The Films of 2013: The Spectacular Now

There’s a lot that’s safe and familiar about James Ponsoldt’s new coming-of-age drama The Spectacular Now, in which Miles Teller and Shailene Woodley play a pair of high school sweethearts trying to plan (or, in Teller’s case, avoid planning) for life after graduation.  I was particularly let down by the way in which this otherwise thoughtful and intelligent film blasts through most of the plot developments on which its last act hinges; it feels like it runs out of the patience needed to give those emotional beats the requisite weight.  But it’s made worthwhile by the astounding naturalistic performances of Teller and Woodley, who took home a joint acting award at Sundance earlier this year for their work.  Teller’s Sutter Keeley is a good-natured joker whose outward affability masks woundedness and a fear of abandonment; he’s good at bolstering the self-esteem of his friends—he even gives friendly advice to the classmate who has begun dating his ex-girlfriend—but he’s wracked with self-doubt, drinks constantly, and fears he’ll turn out like the alcoholic father who abandoned the family.  Woodley’s Aimee Finickey meets him for the first time while on her morning paper route after he passes out drunk on a stranger’s lawn.  Aimee’s inner conflicts get less screen time than Sutter’s, but they’re no less complicated; her friendliness and optimism often shade troublingly into passivity, and we wince at the ease with which she forgives away her mistreatment at the hands of those around her.  She’s a particularly well-drawn and heartbreaking character, the kind of young person whose strengths—openness, generosity, responsibility—often set her up to be taken advantage of, an irony that the film acknowledges only glancingly. 

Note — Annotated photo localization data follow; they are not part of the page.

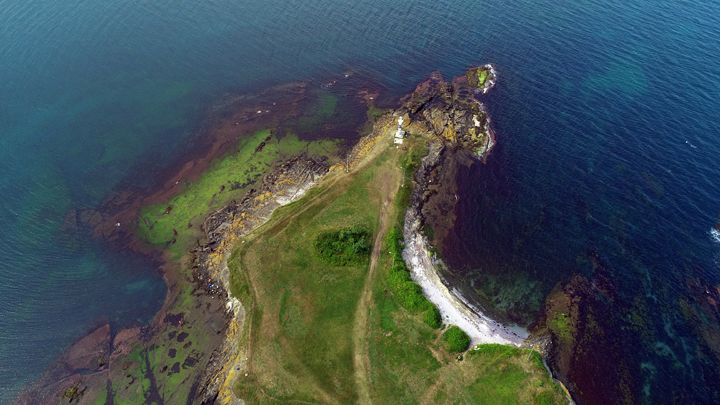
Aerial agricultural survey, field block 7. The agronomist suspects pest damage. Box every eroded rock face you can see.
[192,156,329,298]
[399,68,495,158]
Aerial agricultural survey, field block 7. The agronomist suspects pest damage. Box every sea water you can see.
[0,0,720,402]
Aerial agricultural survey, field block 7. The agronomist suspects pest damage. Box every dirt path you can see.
[353,152,400,404]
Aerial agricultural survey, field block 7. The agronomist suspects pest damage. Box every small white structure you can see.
[393,117,405,145]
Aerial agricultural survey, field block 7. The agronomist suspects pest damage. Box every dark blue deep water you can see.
[0,0,720,403]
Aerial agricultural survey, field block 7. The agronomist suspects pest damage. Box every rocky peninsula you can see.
[21,65,566,404]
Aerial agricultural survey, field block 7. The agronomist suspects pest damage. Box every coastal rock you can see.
[399,65,495,158]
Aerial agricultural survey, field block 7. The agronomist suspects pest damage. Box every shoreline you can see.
[403,142,529,346]
[15,74,378,404]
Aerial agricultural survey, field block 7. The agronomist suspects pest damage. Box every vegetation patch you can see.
[315,227,371,266]
[386,226,442,329]
[443,325,470,353]
[465,66,490,88]
[548,312,573,340]
[138,130,338,258]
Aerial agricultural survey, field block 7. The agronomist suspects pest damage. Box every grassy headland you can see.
[229,131,566,404]
[138,130,337,258]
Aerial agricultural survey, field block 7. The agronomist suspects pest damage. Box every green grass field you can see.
[230,137,567,404]
[138,130,337,258]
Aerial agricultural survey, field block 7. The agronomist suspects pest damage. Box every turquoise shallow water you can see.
[0,0,720,402]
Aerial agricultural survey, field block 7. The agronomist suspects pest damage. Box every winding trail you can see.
[353,152,400,404]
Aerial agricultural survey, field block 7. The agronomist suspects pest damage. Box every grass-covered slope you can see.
[229,139,566,404]
[138,130,337,257]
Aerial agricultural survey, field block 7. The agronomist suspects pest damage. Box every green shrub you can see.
[423,301,442,329]
[386,226,442,329]
[315,228,371,266]
[443,325,470,353]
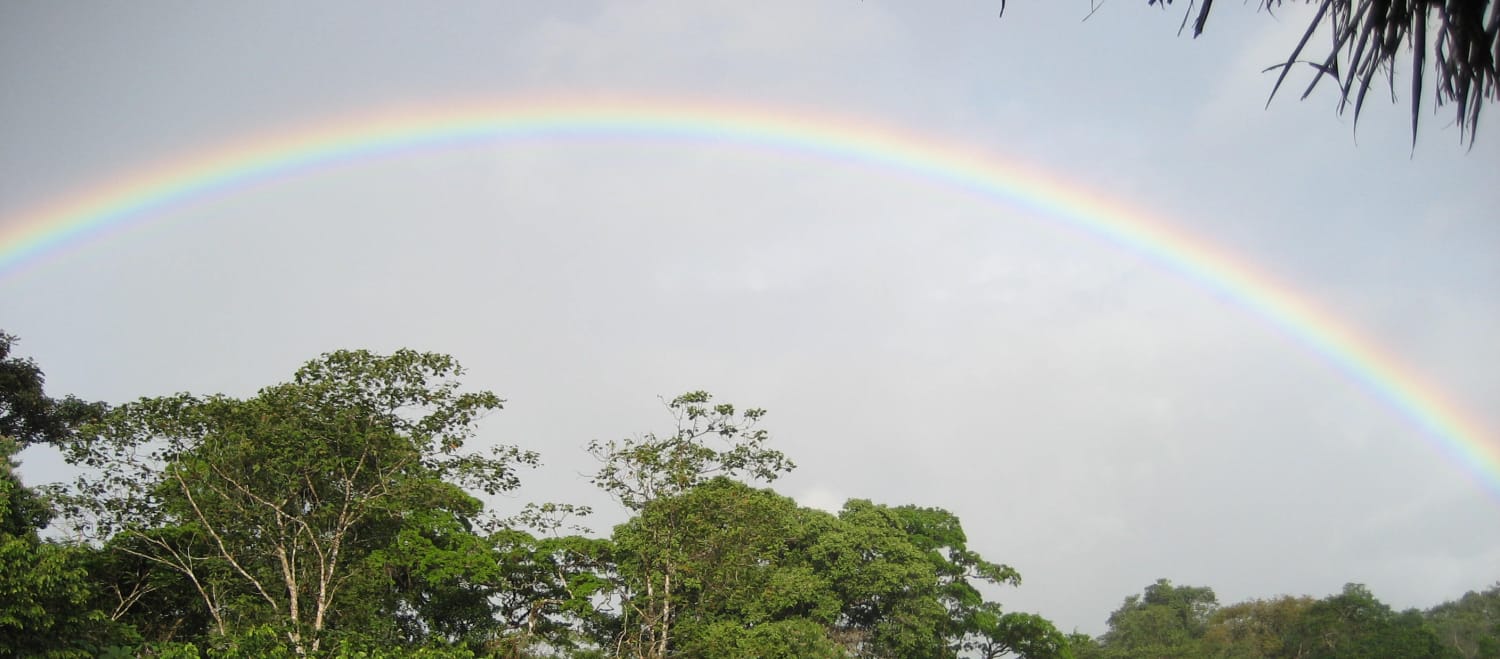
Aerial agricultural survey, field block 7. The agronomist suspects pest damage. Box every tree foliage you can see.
[1128,0,1500,144]
[0,335,1500,659]
[60,351,536,654]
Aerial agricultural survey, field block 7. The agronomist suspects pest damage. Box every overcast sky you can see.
[0,0,1500,633]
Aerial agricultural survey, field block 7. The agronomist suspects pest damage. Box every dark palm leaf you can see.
[1148,0,1500,146]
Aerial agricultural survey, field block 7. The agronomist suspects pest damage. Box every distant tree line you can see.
[0,327,1500,659]
[1070,579,1500,659]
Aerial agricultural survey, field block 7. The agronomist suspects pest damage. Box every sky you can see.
[0,0,1500,633]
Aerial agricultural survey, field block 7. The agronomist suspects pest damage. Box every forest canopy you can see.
[0,335,1500,659]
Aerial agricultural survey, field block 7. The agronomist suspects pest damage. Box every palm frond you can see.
[1148,0,1500,147]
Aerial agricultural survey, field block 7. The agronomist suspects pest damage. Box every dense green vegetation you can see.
[0,333,1500,657]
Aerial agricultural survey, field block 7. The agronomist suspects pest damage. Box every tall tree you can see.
[590,392,794,657]
[1148,0,1500,143]
[60,350,536,654]
[0,332,119,657]
[0,330,104,449]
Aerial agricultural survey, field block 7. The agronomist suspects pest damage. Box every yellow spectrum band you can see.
[0,96,1500,495]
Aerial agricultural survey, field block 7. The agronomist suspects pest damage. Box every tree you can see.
[1427,584,1500,659]
[60,350,537,654]
[0,330,104,449]
[1202,596,1314,659]
[588,392,795,657]
[588,392,797,510]
[1293,584,1457,659]
[0,332,120,657]
[0,437,117,657]
[962,602,1073,659]
[1101,579,1218,657]
[614,476,840,657]
[1074,0,1500,146]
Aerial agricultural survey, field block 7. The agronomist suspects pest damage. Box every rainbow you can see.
[0,98,1500,495]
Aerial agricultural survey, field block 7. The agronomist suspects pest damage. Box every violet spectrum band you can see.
[0,96,1500,497]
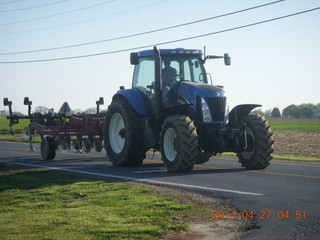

It’s a rare thing to see teenagers in movies played with such rawness and complexity of emotion.  The weaknesses of the film’s plot don’t impinge upon Teller and Woodley’s intimate dialogue scenes together, many of which are done in impressive long takes and which are embroidered with beautiful improvisatory touches.  Teller is very good here; I first noticed him several years ago when he gave a scene-stealing performance in Rabbit Hole, playing the neighbor boy responsible for accidentally hitting and killing Nicole Kidman’s child with his car.  He was strikingly understated in his scenes with Kidman, and if his performance here is somewhat less impressive it may be because The Spectacular Now calls for bigger emotion.  Woodley, on the other hand, is even better here than she was in Alexander Payne’s The Descendents, for which she received much attention back in 2011.  While Teller works out Sutter Keeley’s demons from center stage, Woodley’s Aimee lurks more quietly on the sidelines.  Her character is less developed but vastly more interesting, and played with arguably more subtlety.  Don’t be fooled by her self-effacing smile or her cheery, lilting voice: there’s real depth there.